A wide variety of mammals are found in the park, including caribou, muskoxen, grizzly bears, wolves, red foxes, wolverines, arctic ground squirrels and collared lemmings. The park encompasses most of the core calving, and post-calving grounds of the Bluenose West caribou herd. In mid-June, the caribou return to the park to give birth.

Peregrine Falcon Peregrine Falcon
© Parks Canada / Joachim Obst

Tuktut Nogait is a major breeding and nesting ground for a wide variety of migratory birds. Raptors such as peregrine falcons, rough legged hawks, gyrfalcons and golden eagles nest along the steep walls of the river canyons. Other notable bird species include: tundra swans, sandhill cranes, lapland longspurs, horned larks, jaegers, golden plovers, and both arctic and red throated loons.

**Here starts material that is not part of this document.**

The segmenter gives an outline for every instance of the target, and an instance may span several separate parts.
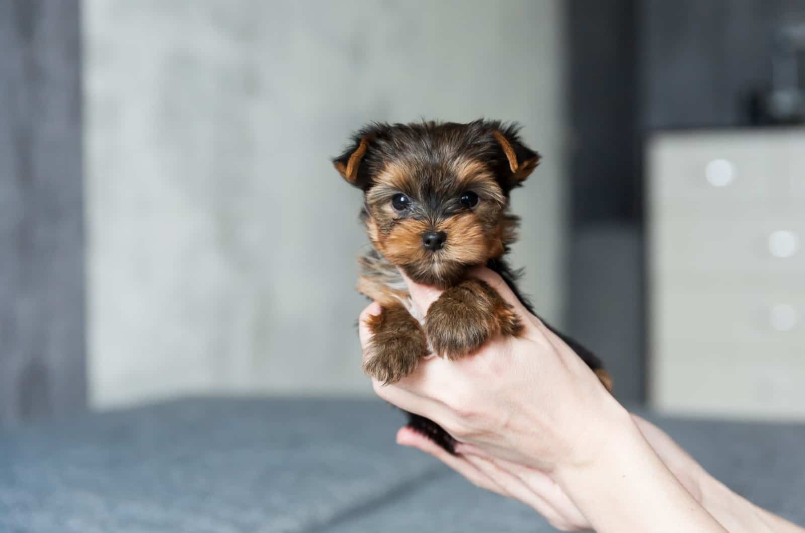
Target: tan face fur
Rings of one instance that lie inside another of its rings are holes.
[[[517,218],[507,213],[508,192],[539,156],[522,147],[533,157],[518,163],[499,126],[386,126],[362,134],[356,148],[336,160],[342,176],[364,189],[361,219],[373,246],[411,279],[449,287],[514,242]],[[395,127],[406,129],[395,136]],[[510,135],[519,147],[516,130]],[[424,242],[434,232],[440,246],[429,248]]]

Mammals and birds are most concentrated along the park's river corridors. The park's waters are home to arctic char, grayling, lake trout and whitefish. The Hornaday River supports an important subsistence fishery of arctic char for the residents of Paulatuk.

Geography and Geology

Hornaday River Slot Canyon Hornaday River Slot Canyon
© Parks Canada / Christian Bucher

The north and central area of the park is mainly sedimentary rock composed of marine strata. The oldest strata are composed of shale, or siltstone, which are overlain by dolomites, poorly bedded sandstone and quartzite, and massive buff dolomite. These units outcrop along the shoreline of Amundsen Gulf and in the Melville Hills. South of the Little Hornaday River and west of the Hornaday River, sandstone, shale, siltstone and mudstone predominate.

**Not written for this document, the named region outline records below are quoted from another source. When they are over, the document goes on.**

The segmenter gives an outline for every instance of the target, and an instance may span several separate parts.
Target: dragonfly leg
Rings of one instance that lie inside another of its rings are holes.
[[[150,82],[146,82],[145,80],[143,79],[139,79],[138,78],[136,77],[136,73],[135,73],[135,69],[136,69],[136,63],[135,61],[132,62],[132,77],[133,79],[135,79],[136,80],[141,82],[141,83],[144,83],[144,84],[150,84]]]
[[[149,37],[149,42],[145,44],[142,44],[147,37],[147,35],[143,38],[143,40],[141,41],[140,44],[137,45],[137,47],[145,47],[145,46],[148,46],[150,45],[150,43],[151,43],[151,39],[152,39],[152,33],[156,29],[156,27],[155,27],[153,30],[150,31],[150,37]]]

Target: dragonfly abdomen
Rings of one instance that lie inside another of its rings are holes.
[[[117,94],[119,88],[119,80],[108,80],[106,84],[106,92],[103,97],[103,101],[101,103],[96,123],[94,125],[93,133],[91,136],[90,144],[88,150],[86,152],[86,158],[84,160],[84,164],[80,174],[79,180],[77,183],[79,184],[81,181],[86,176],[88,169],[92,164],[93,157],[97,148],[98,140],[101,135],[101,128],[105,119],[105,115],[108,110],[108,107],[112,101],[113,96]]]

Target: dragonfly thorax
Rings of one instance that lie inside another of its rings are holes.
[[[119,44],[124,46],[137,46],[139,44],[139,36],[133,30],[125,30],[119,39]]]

Cryosols (soil that occurs where permanently frozen material exists within 1 to 2 m of the surface) are the dominant soils. They are underlain by continuous permafrost with active layers that are usually moist throughout the summer.

The park is drained by three main rivers: the Hornaday, Brock and Roscoe. All three follow the northwest slope of the land, flowing from interior areas to Amundsen Gulf. Where they leave the uplands, the three rivers have carved deep and precipitous canyons. The largest river is the Hornaday, which is 360 km long and has a drainage basin of 14,900 km². Peak flow is usually during the first week of June, when water levels rise dramatically. A few large lakes are found along the eastern park boundary, with smaller lakes found in the valleys of the main rivers and northern part of the park. Few lakes are present in the central Melville Hills.


Purple Saxifrage Purple Saxifrage
© Parks Canada / Christian Bucher

Most of the park is continuous arctic tundra and is entirely above the treeline. Extensive sparsely vegetated or barren areas exist as well, especially in areas where bedrock is exposed, and in the central Melville Hills.

The most common vegetation communities are:

  • dry upland tundra, dominated by sedge ( Carex spp ) and mountain avens ( Dryas integrifolia );
  • wet sedge meadows, in low-lying areas and depressions or slopes near perennial snow banks;
  • small stands of willow ( Salix spp ) and balsam poplar ( Populus balsimifera ), found in the more sheltered valleys and on warm southern facing slopes, especially closer to the coast; and
  • shrub communities of dwarf birch ( Betula glandulosa ) and heath species.

From late June until the end of July the tundra is carpeted with showy wildflowers, such as arctic lupine, moss campion, purple saxifrage, mountain avens, siberian phlox, lapland roseberry, oxytropis, cinquefoil, hedysarum, and river beauty.